Security Tip: Don't Roll Your Own Crypto!
[Tip #103] It's story time! Let's look at the SHA-3 competition as a reminder that crypto is hard... 😱
There is a very well known saying in the security industry:
"Don't roll your own crypto!"
Which basically means that cryptography is hard, so it's so incredibly easy to overlook something and leave a weakness that's just waiting to be exploited.
This is why it's sitting at #4 on my Audits Top 10. It's so easy to get wrong, and I often see folks getting it wrong during audits. In a number of subtle and less-than subtle ways.
But rather than talk about one of those, many of which I've covered before, today I'm going to tell you a short story that my partner was told by one of her lecturers at university, back when she was studying Electronic Warfare...
Yes, you read that correctly: my partner studied Electronic Warfare at university. She was working for the Australian Department of Defence on Submarines at the time... and that's all I can tell you... 🤐
But back to her university course! One of the subjects are cryptography, where they were taught how to do basic cryptography by hand, among other things. Her lecturer was telling the story of SHA-3, which is the latest iteration of the SHA (Secure Hash Algorithm) family.
As a quick background, SHA-1 is pretty well known, but is no longer considered secure. SHA-2 (you'll know it as SHA-256, SHA-512, etc) was the replacement published by the NSA (National Security Agency) in 2001. Now, while SHA-2 is still considered secure, it may be broken in the future, so NIST (National Institute of Standards and Technology) launched the NIST hash function competition to find the new hashing algorithm to be known as SHA-3.
To cut a long story short, cryptographers from all over the world gathered for the competition and developed their best hashing algorithms. A lot of incredibly smart people came up with algorithms they considered to be secure.
They had 52 algorithms for round 1 of the competition.
Only 14 made it to round 2.
38 hashing algorithms, developed by cryptographers, and believed to be candidates for SHA-3, where broken or had "substantial cryptographic weaknesses".
Only 5 of those 14 made it through round 2 to be finalists.

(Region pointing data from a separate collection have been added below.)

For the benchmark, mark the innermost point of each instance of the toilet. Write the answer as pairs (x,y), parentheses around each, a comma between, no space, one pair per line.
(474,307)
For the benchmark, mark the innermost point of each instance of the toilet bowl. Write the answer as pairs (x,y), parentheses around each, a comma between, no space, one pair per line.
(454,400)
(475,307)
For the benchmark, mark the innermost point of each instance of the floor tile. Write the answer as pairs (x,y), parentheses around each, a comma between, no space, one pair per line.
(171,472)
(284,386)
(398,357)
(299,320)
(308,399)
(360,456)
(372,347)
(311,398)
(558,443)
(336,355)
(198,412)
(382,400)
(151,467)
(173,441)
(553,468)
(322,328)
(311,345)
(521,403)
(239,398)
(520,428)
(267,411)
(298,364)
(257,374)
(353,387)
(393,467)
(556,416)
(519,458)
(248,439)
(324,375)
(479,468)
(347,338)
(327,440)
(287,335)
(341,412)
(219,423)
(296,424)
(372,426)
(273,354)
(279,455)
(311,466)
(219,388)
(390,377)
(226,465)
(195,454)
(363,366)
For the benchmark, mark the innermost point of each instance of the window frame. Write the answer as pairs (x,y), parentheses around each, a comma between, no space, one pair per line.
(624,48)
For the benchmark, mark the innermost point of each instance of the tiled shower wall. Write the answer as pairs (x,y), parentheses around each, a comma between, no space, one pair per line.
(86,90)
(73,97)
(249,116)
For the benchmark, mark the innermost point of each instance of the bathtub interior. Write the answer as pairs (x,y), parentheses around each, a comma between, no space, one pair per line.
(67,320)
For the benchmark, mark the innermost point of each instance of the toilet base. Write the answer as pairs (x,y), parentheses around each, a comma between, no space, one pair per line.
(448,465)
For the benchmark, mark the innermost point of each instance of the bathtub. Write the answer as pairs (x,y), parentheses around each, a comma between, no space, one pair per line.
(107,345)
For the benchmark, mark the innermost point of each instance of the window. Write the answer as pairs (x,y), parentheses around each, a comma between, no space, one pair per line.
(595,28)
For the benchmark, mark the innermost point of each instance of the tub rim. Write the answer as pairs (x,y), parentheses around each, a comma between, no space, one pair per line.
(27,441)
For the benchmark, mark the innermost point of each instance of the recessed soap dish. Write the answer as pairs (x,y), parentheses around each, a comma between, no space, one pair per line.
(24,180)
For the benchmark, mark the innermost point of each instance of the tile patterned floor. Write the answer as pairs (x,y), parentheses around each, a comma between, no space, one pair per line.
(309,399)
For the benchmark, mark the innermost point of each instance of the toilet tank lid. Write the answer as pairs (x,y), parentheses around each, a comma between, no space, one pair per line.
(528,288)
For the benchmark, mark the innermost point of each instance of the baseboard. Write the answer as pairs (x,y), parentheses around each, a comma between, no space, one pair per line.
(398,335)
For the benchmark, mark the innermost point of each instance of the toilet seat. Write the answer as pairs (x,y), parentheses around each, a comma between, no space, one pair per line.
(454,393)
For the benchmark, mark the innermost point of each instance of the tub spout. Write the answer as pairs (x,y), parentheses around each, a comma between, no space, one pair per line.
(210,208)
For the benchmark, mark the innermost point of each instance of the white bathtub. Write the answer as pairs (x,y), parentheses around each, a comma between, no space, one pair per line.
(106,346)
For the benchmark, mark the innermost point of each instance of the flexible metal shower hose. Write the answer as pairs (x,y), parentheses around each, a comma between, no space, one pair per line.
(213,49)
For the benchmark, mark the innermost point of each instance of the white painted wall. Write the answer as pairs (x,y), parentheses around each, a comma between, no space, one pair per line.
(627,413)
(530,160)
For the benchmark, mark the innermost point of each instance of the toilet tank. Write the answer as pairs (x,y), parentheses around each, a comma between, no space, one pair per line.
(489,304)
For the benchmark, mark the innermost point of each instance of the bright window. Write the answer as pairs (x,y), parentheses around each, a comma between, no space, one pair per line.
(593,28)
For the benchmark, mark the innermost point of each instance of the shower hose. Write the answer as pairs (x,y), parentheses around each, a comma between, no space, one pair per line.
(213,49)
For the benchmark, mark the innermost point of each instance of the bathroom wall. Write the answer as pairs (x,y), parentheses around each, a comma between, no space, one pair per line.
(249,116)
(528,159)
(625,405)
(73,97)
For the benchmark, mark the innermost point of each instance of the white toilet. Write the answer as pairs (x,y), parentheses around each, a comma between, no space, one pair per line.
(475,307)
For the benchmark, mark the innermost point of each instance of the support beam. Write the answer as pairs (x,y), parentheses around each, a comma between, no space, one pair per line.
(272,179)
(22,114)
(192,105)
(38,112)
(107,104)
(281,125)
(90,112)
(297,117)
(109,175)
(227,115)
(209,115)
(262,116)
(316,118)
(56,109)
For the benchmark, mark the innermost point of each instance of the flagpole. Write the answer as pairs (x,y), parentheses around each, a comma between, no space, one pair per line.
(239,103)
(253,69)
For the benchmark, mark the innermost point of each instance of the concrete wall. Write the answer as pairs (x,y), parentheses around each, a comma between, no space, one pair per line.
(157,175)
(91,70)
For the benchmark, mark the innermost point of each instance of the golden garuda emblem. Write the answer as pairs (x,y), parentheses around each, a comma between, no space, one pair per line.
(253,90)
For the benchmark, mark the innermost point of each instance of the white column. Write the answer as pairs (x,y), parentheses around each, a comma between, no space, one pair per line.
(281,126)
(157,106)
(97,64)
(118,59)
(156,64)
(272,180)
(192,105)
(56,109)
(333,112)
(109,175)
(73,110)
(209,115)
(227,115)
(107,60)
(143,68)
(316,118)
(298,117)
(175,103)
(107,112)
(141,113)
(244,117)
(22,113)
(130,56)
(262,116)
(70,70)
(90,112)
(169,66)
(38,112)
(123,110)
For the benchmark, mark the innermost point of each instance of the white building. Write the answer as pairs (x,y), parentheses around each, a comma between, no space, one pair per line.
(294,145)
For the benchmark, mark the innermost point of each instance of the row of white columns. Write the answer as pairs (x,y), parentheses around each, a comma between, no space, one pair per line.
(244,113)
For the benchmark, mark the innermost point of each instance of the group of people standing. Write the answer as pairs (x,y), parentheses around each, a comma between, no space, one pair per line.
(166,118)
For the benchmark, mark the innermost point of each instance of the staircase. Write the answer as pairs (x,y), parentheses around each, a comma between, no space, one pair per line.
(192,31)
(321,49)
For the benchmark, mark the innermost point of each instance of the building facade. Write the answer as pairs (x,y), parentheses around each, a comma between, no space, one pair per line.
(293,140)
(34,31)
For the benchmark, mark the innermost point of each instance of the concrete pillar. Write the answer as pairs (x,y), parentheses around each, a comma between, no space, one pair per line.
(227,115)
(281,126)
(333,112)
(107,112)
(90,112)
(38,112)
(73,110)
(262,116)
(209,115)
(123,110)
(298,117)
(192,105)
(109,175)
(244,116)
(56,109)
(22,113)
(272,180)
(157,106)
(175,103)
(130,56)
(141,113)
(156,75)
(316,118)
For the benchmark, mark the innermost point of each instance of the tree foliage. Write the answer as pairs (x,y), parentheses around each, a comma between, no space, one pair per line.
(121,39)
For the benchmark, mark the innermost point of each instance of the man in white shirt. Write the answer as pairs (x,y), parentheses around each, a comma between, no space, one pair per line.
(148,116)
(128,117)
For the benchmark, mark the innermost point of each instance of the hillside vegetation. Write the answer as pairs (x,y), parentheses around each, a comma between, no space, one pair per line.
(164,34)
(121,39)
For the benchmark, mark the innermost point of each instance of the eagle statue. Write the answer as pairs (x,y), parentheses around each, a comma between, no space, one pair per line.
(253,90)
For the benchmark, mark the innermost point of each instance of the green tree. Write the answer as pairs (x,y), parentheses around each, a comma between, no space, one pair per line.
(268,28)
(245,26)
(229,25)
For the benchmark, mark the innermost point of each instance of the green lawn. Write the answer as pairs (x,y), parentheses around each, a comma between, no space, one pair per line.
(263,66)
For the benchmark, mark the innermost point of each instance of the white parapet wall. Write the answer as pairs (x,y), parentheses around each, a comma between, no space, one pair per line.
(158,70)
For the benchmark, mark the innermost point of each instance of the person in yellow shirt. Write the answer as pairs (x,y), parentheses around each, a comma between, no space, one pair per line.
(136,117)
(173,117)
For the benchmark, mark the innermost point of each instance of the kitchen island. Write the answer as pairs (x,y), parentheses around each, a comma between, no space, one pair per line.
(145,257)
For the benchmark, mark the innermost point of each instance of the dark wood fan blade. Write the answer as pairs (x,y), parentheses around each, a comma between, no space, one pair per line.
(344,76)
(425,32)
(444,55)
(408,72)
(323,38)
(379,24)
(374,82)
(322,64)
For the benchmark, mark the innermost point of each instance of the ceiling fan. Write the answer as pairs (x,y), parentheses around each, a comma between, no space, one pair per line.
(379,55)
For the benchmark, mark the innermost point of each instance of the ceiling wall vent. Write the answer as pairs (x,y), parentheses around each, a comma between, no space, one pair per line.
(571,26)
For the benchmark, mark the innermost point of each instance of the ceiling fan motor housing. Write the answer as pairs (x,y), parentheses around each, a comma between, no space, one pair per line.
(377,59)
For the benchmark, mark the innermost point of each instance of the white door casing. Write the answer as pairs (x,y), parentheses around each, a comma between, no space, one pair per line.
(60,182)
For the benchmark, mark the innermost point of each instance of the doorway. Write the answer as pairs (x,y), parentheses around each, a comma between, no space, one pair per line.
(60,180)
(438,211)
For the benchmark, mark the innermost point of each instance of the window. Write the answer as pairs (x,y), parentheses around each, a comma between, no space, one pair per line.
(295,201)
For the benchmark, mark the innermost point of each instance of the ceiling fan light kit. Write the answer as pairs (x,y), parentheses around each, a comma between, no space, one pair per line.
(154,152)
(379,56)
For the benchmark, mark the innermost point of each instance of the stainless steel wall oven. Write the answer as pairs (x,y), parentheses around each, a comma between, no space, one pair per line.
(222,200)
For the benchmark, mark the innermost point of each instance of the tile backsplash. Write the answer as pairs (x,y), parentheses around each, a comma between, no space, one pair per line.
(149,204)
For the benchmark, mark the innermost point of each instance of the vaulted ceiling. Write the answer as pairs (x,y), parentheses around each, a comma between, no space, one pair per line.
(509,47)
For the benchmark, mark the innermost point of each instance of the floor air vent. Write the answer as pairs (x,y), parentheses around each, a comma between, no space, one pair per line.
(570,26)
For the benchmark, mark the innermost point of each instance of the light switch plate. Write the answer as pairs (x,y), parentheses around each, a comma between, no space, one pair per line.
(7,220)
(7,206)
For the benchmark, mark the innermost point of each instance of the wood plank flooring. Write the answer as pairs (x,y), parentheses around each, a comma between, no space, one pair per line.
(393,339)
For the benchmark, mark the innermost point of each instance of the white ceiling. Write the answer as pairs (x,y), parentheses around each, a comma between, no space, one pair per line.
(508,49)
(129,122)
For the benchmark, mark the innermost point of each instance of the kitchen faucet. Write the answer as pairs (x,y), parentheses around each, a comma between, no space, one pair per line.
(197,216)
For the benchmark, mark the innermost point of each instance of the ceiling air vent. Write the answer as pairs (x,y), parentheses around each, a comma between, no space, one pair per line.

In the end, Keccak was chosen to be SHA-3.
Although I was unable to find proof, my partner's lecturer told the story that one of the submitted algorithms was cracked by another cryptographer who only needed pen and paper to manually check and identify the weaknesses in the algorithm. The weaknesses was that obvious, except to the folks who built it, who were too deep in the complexities to notice the flaws.
Cryptography is hard, so trust the standards and best practices, and don't roll your own.